Trafik kaza tutanağı Adli Tıp Trafik İhtisas Dairesi ile İTÜ"den 3 bilirkişinin düzenlediği raporlarda sanıklar P.... T.... ve C..... Ç....."ın kusursuz olduğu, oluşa ve dosya içeriğine uygun olarak saptandığından anılan sanıkların beraatlarına dair hükmün onanmasına karar verilmesinde bir isabetsizlik görülmemiştir.
Ancak;
Eskişehir-Ankara istikametindeki bölünmüş yolun sağında metro çalışma inşaat alanı olup toprak zemindir. Bu inşaatı A..... İnşaat firması yüklenmiştir. Metro inşaatı nedeniyle önceden orta refüj söküldüğünden eski haline getirmek için bordür döşenmesi çalışmalarına başlanmıştır. Havanın kararmaya başladığında ışıklı hortumlar ve döner lambalarla ikaz işaretlerinin konulup sürücülerin uyarılması "Karayolları Genel Müdürlüğü yol yapım ve bakım ve onarımlarında trafik işaretleme standartları" gereğidir. Bu tedbirlerin yol çalışma sorumlusu olan sanık B...... E...... tarafından aldırılması, kontrollerini yapması sorumluluğunun gereği olacağından kazada bu yönde bir kusurunun olup olmadığının etraflıca tartışılması gerekmektedir.

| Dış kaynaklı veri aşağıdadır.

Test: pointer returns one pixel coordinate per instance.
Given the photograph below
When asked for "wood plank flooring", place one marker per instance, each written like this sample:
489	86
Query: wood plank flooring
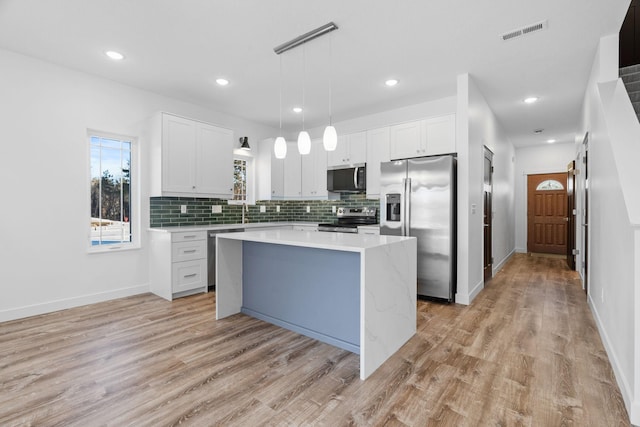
525	353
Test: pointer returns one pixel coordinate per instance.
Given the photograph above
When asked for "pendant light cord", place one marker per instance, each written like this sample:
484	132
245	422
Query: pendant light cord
280	95
304	62
330	77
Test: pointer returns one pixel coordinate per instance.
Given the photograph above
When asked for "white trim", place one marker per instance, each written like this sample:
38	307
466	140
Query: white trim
625	388
63	304
498	267
466	299
135	191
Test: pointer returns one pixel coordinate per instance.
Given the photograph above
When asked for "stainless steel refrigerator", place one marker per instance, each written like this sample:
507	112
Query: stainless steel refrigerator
418	198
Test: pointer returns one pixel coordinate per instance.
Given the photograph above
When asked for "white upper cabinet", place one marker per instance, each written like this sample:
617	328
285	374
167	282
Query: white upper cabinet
314	172
351	149
195	158
435	135
377	152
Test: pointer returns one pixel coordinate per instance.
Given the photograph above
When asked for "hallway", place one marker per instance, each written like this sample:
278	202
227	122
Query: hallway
526	352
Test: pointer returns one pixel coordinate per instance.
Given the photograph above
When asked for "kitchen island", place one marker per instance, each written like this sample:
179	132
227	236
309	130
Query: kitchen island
357	292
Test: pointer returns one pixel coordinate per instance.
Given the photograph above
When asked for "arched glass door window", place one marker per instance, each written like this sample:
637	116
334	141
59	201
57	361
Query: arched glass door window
549	185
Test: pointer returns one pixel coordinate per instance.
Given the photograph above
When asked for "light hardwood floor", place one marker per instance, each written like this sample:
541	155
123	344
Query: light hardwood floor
526	352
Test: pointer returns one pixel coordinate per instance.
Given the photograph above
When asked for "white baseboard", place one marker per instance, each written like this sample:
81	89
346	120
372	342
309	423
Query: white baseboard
51	306
466	299
633	407
501	264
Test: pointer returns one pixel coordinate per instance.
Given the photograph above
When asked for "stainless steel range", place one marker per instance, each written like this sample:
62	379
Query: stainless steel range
349	219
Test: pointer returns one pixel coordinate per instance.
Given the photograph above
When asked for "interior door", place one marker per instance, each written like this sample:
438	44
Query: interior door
547	213
488	191
571	214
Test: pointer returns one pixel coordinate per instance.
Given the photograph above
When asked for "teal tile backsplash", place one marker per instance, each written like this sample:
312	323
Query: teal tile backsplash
165	211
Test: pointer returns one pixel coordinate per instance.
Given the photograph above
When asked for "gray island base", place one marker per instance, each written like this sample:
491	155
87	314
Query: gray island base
356	292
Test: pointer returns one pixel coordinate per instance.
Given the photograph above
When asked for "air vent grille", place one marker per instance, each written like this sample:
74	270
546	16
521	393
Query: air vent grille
538	26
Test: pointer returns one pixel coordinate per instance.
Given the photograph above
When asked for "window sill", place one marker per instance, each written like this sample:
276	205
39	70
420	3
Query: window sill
113	248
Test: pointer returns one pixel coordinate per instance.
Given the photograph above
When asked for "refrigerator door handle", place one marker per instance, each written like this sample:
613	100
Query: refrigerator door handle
406	229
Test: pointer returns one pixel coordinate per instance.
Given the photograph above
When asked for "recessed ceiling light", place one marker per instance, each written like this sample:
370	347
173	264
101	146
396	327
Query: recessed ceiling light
116	56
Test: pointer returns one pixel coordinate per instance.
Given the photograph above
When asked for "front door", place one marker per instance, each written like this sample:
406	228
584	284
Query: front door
547	213
571	214
488	187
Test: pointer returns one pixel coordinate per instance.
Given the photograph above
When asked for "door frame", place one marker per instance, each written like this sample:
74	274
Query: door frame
488	215
561	178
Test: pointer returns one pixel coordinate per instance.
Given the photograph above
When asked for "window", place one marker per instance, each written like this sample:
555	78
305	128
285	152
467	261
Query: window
111	160
243	179
239	179
549	185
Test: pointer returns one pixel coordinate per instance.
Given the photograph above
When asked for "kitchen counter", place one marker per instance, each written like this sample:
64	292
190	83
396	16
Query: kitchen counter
354	291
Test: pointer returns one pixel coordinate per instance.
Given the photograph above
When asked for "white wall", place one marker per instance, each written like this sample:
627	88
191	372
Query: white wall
46	110
534	160
612	260
477	127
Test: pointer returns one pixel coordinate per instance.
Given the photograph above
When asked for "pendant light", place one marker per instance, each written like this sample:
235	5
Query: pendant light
304	141
280	146
330	136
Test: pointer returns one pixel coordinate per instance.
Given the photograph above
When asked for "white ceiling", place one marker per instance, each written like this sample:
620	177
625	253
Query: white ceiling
178	48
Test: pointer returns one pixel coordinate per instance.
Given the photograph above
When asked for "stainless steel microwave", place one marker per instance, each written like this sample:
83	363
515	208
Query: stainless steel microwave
352	179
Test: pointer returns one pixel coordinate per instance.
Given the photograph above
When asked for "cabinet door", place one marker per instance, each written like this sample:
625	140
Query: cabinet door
314	171
357	147
441	135
214	161
406	140
377	152
351	149
292	169
178	154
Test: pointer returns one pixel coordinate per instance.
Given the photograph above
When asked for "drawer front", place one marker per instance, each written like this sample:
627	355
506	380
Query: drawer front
186	236
188	251
188	275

Kazada hasar gören minibüs şoförü sanık C..... Ç..... ile olay yerinden geçen ve yaralananlara yardımcı olan doktor D.... A......"ın refüj çalışmasında havanın karanlık olduğunu ve herhangi bir uyarı işareti bulunmadığını belirtmelerine rağmen trafik kaza tutanağını tanzim eden trafik polislerinden Z.... D......ve Fatih Küçüközdemir, işaretlerin olduğunu, diğer tedbir ve yere ilişkin levhalarda zedelenme ve kırılma olduğunu belirtmişlerdir. Tutanakta da açıklamışlardır.
Ancak, zedelenen ve kırılan uyarıcı aletleri delil olarak saklayıp savcılığa teslim etmemişlerdir. Üçüncü tutanak mümzisi olan N..... B..... de dinlenilmemiştir.
Bunlar yanında 06.02.2005 günlü saat 17.45"te tutulan trafik kaza tutanağından sonra aynı gün saat 18.30"da olay yerinde Bölge Karakolu olan 10 Nisan Karakolunda isim ve soyadları yazılı olmayan 3 uzman giderek olay yeri inceleme tutanağı düzenlemişlerdir, fotoğraflar çekmişlerdir. Tutanakta "kaza yeri incelendiğinde yol kenarında 10 metrelik bölgeyi kaplayan taş yığını üzeri ve yan tarafında ezilmiş uyarı demirlerinin bulunduğu, taş yığın üzerinde maktül S.... H........"nun kullandığı Opel marka aracın olduğu" belirtilmiştir. Yargılamada çekildiği belirtilen fotoğraflar istenmediği gibi tutanak mümzilerinin isim ve soyadları tespit edilerek dinlenmemiştir.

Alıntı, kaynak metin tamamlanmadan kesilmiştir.